As we wait for our money to be released, you read of
stories about how other people are struggling with their own issues of not
being able to access their funds.
Below is an email from a lady also caught up in the saga/fraud. My heart breaks for her. It does seem so unfair and unjust that her claim was denied, and she is one of the 5,800 people that had more than a million shillings in their accounts and they are made to wait even longer, till next year, assuming there are still funds left to divvy between the large depositors at that time, before receiving ALL their money.
There is ALWAYS some-one worse off than you.
ALWAYS.
Have a read of her plight-I'm so sorry Nel Marie Sanders
and I hope that KDIC come to their senses on your particular case.
Mr Patrick Njoroge.
Yesterday I
received an email from KDIC advising me that they cannot process my Imperial
Bank claim submission until I settle my credit card outstanding amount.
I literally had a
nervous breakdown when I received this email.
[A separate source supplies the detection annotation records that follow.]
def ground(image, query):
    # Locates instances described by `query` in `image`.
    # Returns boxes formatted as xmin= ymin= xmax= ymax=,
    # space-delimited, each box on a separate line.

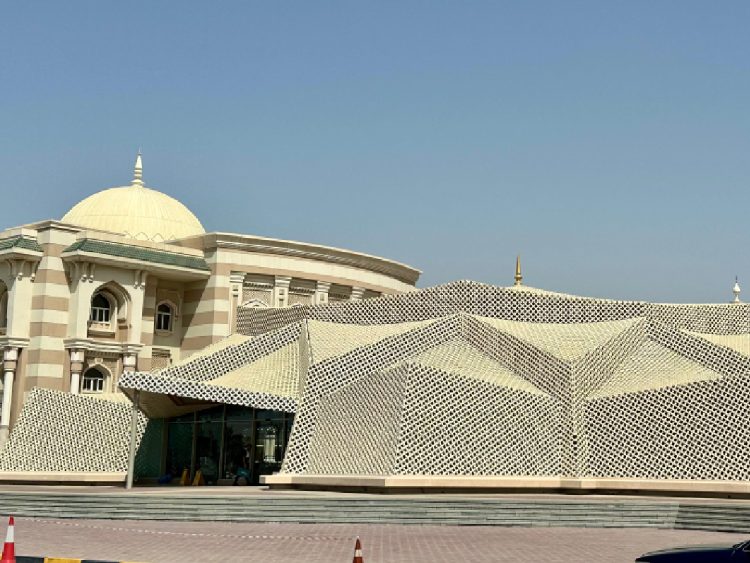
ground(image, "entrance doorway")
xmin=164 ymin=405 xmax=294 ymax=485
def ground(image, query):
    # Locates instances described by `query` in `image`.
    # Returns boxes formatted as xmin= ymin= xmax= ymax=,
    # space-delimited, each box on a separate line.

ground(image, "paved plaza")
xmin=7 ymin=518 xmax=746 ymax=563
My reaction was THEY CANT BE
SERIOUS? Surely? Could they be this inhumane and heartless? I cried realising
that yes they are and that everything is indeed so hopeless. I have > 50
million shillings in deposit with Imperial Bank. I also had to put down Ksh
600,000/- as surety deposit for my credit card facility with the bank. It
wasn’t my fault that the bank was closed on the 13th October 2015 and that the
monthly automated card payment couldn’t be processed. I mean they have locked
down ALL my money. I am a widow and have been banking with Imperial Bank since
2006. I am desperate and had to borrow money from a friend just to get through
essential financial responsibilities e.g.electricity bills, staff salaries,
NSSF, NHIF, fuel, food, water. That money has now run out….and I dont have
access to more. To take a loan from DTB I need to put down surety and the
interest rates are high! Surely KDIC can write off a credit card payment
against money locked down in deposit account held under the same mandate?
Mr Njoroge how
can you allow things like this to happen? Money that I have borrowed and owe to
survive through this ‘closure’ by end December will be Ksh 750 000 (2 1/2
months financial obligations towards staff, utility bills, service bills,
food – only essentials). Now I have to pay Ksh 140,000/- (which I have to
borrow) first before I can get 1 million shillings of my own money back. Do the
maths by end December in 12 days time, I will have Ksh 110,000/- balance in my
pocket to survive on until end March 2016 ‘patiently’ waiting for Mr Njoroge to
advise if there is any of my Ksh 50 million left? By then I would have had no
electricity at my house for 3 months and would have had to send my staff home
without payment. I will have the county councillor and the police at my door
and a postbox full of legal demands for unpaid bills. I would think that for
any normal person this situation is unbearable and unthinkable! I have 15 staff
members that have worked for me for over 10 years. They are my family. What is
going to happen to these 15 families? What is going to happen to me? How are we
going to survive? These thoughts are constantly on my mind. I feel so desperate
and the stress is unbearable. I have trouble sleeping at night, I’m having
anxiety attacks and get heart pulpatations, I can’t have a normal conversation
with people anymore. I stay at home avoiding people. I cry all the time over
the smallest thing. I email KDIC, I twitter, I facebook, I PRAY constantly,
hoping for a positive outcome and that Mr Njoroge will put all his effort into
recovering our stolen money soon, like yesterday PLEASE!
Mr Njoroge I beg
of you to review what is happing to innocent victims of this fraud and
corruption, and take immediate and affective action to help desperate
depositors. Yes we fall in the larger depositor group but we are also
suffering. Our financial obligations towards staff and businesses and our
families without access to our money is destroying our lifes. I dont have money
for food anymore and are to proud to ask my friends or to atmit it.
Desperateness and suffering does not even begin to describe the situation I
find myself in. I will not survive until end March. Please release more of our
money.
Desperate
Imperial Bank Depositor
My heart breaks for you Nelmarie Sanders. I am praying things are working out for you.